What Did I Just Say teaches parents to speak a clearer language their children can better understand, relate to and respond to.

Our dialogue is full of empty statements such as "It's not nice to hit Daddy" and "That's not polite." Donovan surmises what goes through the child's mind after hearing this: "So what" or "It's not nice for Daddy to yell at me, either."

But what's worse, he points out, is that the statement is not an order to stop hitting Daddy, just an observation. It makes more sense to say: "Stop hitting me now."

"Are you going to stop it?" is another empty question. "But it is also a statement of adult impotence and powerlessness," he writes. "Why would an adult who can actually control her child's behavior ask that same child if she was going to "stop it'?"

If you offer an explanation for every direction you give your child, you open the door for too much discussion and debate, the book advises.

"No more cookies or you'll get a tummy ache," you say. "But I'll be really careful. Just one more won't give me a tummy ache," the preschooler reasons. If the parent says, "No more cookies," there's no room for discussion. If the child still asks "Why?" Donovan says it's fine to respond with: "Because I said so."

While he endorses no-nonsense parenting, he opposes yelling and spanking.

"When you discipline with anger or, worse yet, rage, your emotion becomes the central focus of the child's behavior. . . . You become the focus of the child's experience, not whatever behavior you're trying to change." So your discipline often results in your defending yourself when your child protests: "You're being mean to me."

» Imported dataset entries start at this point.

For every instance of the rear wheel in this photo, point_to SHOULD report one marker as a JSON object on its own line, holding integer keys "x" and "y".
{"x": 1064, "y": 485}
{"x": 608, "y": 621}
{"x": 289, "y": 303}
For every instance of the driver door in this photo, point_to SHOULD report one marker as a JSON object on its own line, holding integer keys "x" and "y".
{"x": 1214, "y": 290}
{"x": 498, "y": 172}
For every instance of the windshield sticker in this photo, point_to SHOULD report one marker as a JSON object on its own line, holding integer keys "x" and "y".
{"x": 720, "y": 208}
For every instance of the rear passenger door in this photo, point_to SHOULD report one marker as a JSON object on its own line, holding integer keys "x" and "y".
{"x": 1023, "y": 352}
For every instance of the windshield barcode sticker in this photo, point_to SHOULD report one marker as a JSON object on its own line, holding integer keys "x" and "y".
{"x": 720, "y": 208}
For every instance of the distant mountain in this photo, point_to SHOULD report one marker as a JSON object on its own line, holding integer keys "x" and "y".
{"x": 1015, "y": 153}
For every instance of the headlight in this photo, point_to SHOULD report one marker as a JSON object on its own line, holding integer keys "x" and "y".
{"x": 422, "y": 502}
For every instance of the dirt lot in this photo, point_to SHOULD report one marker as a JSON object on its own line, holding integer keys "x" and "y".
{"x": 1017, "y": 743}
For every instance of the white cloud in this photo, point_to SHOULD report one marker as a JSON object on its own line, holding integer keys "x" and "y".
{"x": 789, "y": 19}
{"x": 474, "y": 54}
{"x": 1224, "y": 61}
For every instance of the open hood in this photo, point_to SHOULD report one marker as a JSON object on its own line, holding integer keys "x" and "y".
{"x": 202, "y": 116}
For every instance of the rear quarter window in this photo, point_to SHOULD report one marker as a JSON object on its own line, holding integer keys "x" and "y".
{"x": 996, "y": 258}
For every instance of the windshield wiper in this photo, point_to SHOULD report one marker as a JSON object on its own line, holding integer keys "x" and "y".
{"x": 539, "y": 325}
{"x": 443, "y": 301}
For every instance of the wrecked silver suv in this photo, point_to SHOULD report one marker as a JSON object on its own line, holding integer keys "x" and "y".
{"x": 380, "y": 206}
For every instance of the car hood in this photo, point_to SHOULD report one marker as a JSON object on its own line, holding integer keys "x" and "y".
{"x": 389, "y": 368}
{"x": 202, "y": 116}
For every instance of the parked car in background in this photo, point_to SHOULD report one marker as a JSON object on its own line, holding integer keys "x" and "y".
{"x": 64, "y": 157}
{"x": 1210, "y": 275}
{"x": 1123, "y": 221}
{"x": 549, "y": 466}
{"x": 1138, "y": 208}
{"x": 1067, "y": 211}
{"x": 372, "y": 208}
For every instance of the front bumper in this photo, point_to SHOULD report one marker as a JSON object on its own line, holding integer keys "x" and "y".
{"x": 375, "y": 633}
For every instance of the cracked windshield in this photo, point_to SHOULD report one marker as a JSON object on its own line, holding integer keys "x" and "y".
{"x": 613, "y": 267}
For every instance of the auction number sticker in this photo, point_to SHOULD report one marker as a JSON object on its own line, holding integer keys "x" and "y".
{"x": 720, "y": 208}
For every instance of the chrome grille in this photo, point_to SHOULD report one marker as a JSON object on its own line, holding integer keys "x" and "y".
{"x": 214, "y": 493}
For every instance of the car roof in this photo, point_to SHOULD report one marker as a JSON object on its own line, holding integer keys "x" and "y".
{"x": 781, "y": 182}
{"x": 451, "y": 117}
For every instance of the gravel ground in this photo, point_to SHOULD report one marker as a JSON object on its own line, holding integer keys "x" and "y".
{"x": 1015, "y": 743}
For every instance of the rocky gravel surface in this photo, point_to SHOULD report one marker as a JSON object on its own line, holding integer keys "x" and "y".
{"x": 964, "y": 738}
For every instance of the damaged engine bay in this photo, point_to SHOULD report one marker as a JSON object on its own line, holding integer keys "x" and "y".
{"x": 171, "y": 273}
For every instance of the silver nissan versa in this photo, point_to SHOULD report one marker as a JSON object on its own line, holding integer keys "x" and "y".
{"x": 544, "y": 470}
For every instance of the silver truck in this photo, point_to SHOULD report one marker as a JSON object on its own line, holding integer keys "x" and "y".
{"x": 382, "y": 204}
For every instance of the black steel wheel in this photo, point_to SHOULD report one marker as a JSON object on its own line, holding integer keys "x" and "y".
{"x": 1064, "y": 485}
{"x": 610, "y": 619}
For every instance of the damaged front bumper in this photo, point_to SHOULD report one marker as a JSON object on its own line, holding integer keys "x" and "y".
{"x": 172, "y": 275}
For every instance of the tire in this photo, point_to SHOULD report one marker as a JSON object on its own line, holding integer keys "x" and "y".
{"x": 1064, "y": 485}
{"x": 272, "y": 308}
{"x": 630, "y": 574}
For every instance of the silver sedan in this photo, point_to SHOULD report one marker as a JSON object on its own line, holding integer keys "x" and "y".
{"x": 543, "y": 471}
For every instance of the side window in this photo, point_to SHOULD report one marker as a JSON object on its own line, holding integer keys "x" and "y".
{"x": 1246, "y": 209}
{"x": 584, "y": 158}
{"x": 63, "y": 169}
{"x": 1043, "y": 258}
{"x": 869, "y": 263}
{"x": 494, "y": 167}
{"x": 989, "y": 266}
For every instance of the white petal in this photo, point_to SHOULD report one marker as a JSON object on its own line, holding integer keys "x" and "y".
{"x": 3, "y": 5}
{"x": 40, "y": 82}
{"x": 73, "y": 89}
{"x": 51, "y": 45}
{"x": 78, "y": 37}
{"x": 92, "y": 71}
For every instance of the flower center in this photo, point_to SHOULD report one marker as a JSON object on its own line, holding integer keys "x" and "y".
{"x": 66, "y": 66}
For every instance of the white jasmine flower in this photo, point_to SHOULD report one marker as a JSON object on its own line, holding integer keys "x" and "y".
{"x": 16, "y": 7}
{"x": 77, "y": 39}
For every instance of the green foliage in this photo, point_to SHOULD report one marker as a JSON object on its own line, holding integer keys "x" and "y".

Even simple changes in your language can make a difference. Instead of saying "Give those scissors to Mommy right now," your request is more immediate and direct if you say: "Give those scissors to me right now."

If you feel like an ogre always issuing commands, end with a "please" and say them in a nice, matter-of-fact voice.

"You have to have consistency," Donovan said in an interview. "You need to say what you mean and mean what you say."

He points to the "timeout" scenarios many of us know too well. You threaten your child with timeout four times before finally sending him wailing to his room. Once in timeout, he sticks out his tongue, kicks the wall, and complains that his sentence is dumb, not fair, mean, or all of the above.

Donovan tells parents to give "timeout" instantly and often with no warning, promise, discussion or apologies. It should last five seconds, then the child is back in action.

"When you threaten, you train your child not to believe you," he told me. "The purpose (of timeout) is simply to stop the behavior, then reintegrate the child into the activity they should be involved in. Instead, parents get into the massive power struggles."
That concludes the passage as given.